Validity of allowing $\epsilon$ to vanish in Baby Rudin Theorem 3.10a

Question

In Theorem 3.10a of Rudin's PMA, we prove that $$\text{diam } \bar E = \text{diam } E$$ by

[fixing] $\epsilon>0$ and [choosing] $p \in \bar E, q \in \bar E$. By the definition of $\bar E$ there are points $p'$, $q'$, in $E$ such that $d(p,p')<\epsilon, d(q,q')<\epsilon.$ Hence

\begin{align} d(p,q) &\leq d(p,p') + d(p',q')+ d(q',q) \\ &< 2\epsilon + d(p',q') \leq 2\epsilon+\text{diam } E \end{align}

It follows that $$\text{diam } \bar E \leq 2\epsilon+ \text{diam } E$$

Since $\epsilon$ was arbitrary, the theorem is proved.

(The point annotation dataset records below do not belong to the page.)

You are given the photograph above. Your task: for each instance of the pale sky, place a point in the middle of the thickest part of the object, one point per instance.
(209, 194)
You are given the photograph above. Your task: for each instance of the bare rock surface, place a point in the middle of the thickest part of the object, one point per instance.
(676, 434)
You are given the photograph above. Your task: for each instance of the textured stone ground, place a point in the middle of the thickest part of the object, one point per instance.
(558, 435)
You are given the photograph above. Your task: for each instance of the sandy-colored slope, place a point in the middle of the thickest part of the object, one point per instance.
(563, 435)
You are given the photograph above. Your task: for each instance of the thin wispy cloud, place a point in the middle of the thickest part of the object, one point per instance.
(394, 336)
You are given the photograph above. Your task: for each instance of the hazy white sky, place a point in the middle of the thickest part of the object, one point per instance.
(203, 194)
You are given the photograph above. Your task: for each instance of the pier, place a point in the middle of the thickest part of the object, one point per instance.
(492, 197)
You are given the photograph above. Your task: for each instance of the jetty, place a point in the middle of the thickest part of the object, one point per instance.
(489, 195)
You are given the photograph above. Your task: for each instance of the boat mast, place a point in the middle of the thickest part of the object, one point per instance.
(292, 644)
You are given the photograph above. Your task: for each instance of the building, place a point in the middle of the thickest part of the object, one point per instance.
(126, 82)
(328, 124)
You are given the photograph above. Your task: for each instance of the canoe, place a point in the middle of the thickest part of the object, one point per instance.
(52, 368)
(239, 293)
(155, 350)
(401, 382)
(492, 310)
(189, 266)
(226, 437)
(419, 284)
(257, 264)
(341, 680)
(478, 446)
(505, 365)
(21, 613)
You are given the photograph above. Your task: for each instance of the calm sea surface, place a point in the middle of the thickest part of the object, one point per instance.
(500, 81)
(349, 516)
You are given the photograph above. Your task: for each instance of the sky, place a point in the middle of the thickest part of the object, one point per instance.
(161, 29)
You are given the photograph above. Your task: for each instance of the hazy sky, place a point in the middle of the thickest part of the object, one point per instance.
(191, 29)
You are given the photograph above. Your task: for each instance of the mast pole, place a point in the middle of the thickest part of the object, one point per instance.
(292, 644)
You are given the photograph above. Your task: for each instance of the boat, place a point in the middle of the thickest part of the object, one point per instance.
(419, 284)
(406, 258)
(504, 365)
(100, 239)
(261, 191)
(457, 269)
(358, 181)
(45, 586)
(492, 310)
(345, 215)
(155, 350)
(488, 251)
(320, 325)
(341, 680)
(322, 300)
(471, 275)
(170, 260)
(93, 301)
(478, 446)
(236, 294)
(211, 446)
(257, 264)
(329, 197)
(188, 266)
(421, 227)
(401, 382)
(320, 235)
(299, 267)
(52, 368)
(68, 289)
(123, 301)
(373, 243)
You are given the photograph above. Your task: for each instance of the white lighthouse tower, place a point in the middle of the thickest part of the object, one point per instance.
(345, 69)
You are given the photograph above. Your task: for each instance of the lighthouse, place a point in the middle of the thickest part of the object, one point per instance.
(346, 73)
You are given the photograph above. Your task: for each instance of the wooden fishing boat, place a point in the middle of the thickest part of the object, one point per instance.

Why is this valid? To me it seems that $\text{diam } \bar E$ approaches, but never reaches, $\text{diam } E$. I get that $\epsilon$ can be arbitrarily small, but we $did$ fix $\epsilon>0$, so how can they be equal?

Answer 1

$\text{diam}\;\bar{E}$ doesn't approach a value, it has a fixed value, $x$ say.

Similarly, $\text{diam}\;E$ has a fixed value, $y$ say.

Since the inequality $0\le x-y\le 2\epsilon$ holds for all $\epsilon > 0$, it follows that $x=y$.

Answer 2

Suppose otherewise. That is, suppose that $\operatorname{diam}\overline E>\operatorname{diam}E$. Then take $\varepsilon<\dfrac{\operatorname{diam}\overline E-\operatorname{diam}E}2$. So $\varepsilon>0$ and $\operatorname{diam}\overline E>2\varepsilon+\operatorname{diam}E$, which goes against what Rudin proved.

Note that Rudin uses no passage to the limit.